Since Election Day, Pence has walked a rhetorical tightrope as he tries to publicly back Trump’s position in general terms while avoiding the more outlandish allegations that the president frequently floats on Twitter and in his few post-election public remarks. Pence has repeatedly demanded that “every legal vote” be counted and that alleged voter fraud be rooted out.

But he has studiously avoided backing Trump’s more conspiratorial allegations about election malfeasance, and declined to answer questions about his views on specific Trump statements. For example, a pool report from a Nov. 20 rally in Georgia, where Pence campaigned on behalf of Sens. Kelly Loeffler and David Perdue, noted that the vice president “did not echo the president’s rhetoric on the election being ‘rigged.’”

The disconnect is also evident on Pence’s Twitter feed. While the president has fervently tweeted about the supposed conspiracy against him, Pence’s tweets on the matter have been far fewer and more muted. He’s devoted far more social-media space to the White House’s efforts to get a coronavirus vaccine out the door and to last month’s NASA rocket launch, which sent U.S. astronauts to the International Space Station.

Since Nov. 15, Pence has tweeted just three times about supposed election irregularities. Two of those tweets were links to news stories, shared without comment, about recount and vote audit efforts in Georgia, and one simply retweeted a reporter’s quotation of Pence’s comments at that Nov. 20 rally, where Pence declared that Trump would “keep fighting until every legal vote is counted” and “every illegal vote is thrown out.”

Pence made other similarly anodyne comments in his remarks that tiptoed around the president’s allegations of widespread voter fraud. But he also repeatedly called on Georgia Republicans to “defend the majority” in the U.S. Senate—a tacit acknowledgement that, if Democrats win both Georgia Senate seats, a Vice President Kamala Harris would break the upper chamber’s 50-50 split and give her party a majority.

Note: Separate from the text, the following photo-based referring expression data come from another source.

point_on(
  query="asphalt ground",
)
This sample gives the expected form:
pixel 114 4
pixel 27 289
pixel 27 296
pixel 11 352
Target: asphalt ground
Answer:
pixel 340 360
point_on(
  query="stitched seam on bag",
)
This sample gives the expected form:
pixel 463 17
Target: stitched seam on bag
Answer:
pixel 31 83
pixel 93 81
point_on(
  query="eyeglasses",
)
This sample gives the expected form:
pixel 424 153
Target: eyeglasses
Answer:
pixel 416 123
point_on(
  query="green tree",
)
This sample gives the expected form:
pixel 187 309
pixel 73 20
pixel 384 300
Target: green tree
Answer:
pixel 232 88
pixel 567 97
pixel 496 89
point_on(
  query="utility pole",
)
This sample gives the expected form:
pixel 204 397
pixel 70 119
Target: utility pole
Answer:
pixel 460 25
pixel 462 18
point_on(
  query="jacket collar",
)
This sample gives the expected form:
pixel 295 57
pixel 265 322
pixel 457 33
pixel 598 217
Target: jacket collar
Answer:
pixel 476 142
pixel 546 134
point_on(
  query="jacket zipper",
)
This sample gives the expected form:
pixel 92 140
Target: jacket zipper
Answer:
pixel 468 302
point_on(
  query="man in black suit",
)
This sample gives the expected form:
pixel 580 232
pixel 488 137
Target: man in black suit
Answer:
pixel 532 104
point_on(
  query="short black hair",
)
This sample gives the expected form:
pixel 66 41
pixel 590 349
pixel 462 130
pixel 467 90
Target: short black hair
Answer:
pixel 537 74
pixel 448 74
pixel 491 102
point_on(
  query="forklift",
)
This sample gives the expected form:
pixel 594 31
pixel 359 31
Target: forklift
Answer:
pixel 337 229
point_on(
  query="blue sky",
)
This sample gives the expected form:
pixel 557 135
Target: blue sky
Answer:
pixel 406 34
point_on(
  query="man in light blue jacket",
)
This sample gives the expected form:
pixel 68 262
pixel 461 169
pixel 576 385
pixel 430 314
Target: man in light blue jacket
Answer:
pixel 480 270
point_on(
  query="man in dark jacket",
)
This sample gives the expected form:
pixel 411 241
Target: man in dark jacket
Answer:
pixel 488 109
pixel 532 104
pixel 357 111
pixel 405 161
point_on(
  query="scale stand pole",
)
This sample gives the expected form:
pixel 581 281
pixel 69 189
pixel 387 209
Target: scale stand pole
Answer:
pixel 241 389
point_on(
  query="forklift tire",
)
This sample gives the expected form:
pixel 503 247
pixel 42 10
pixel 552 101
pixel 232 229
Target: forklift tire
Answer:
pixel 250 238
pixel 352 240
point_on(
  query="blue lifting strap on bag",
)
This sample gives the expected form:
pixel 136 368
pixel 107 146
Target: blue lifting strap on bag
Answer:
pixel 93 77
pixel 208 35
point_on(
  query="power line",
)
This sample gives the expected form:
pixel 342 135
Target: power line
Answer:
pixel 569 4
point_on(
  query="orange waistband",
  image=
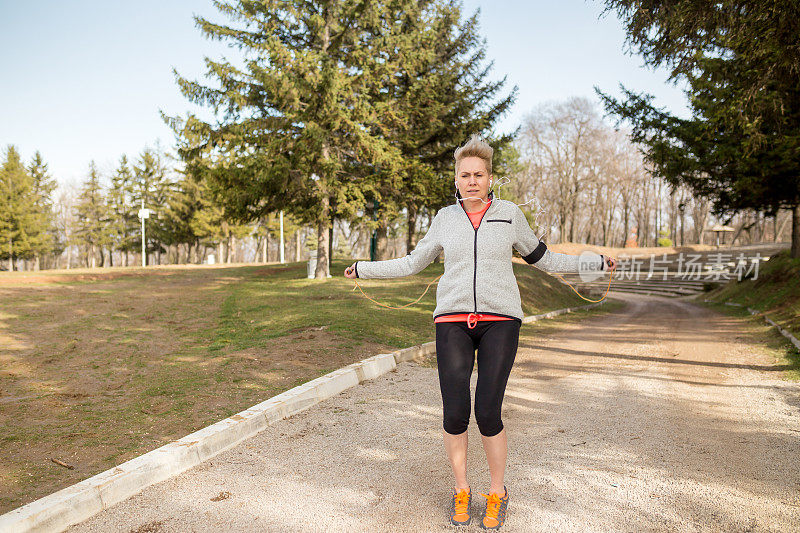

That unspoken premise is a reality that Republican operatives and the party’s top donors have acknowledged even as the president remains obstinate.

“I have not seen any evidence yet that would convince me that [the Trump legal team] will be successful in getting this to the Supreme Court or even anything to an appeals court,” Ed Rollins, a veteran GOP strategist who chairs the pro-Trump group Great America PAC, said on Wednesday. “I’m disappointed in the effort, as someone who has been around the game for a long time. I’ve seen a lot of ranting and raving from them, but not any really good legal challenges. Neither Rudy nor Sidney [Powell] nor anybody else on the team is considered a first-rate election lawyer and I don’t see any on this team.”

On Wednesday, Pence went to Capitol Hill to participate in the swearing-in of Sen. Mark Kelly (D-AZ)—an act that implicitly conceded the validity of the elections in Arizona. Hours later, Trump put out a 46-minute-long speech in which he called for the results in six battleground states, including Arizona, to be overturned and for him to remain president. Pence was not by his side.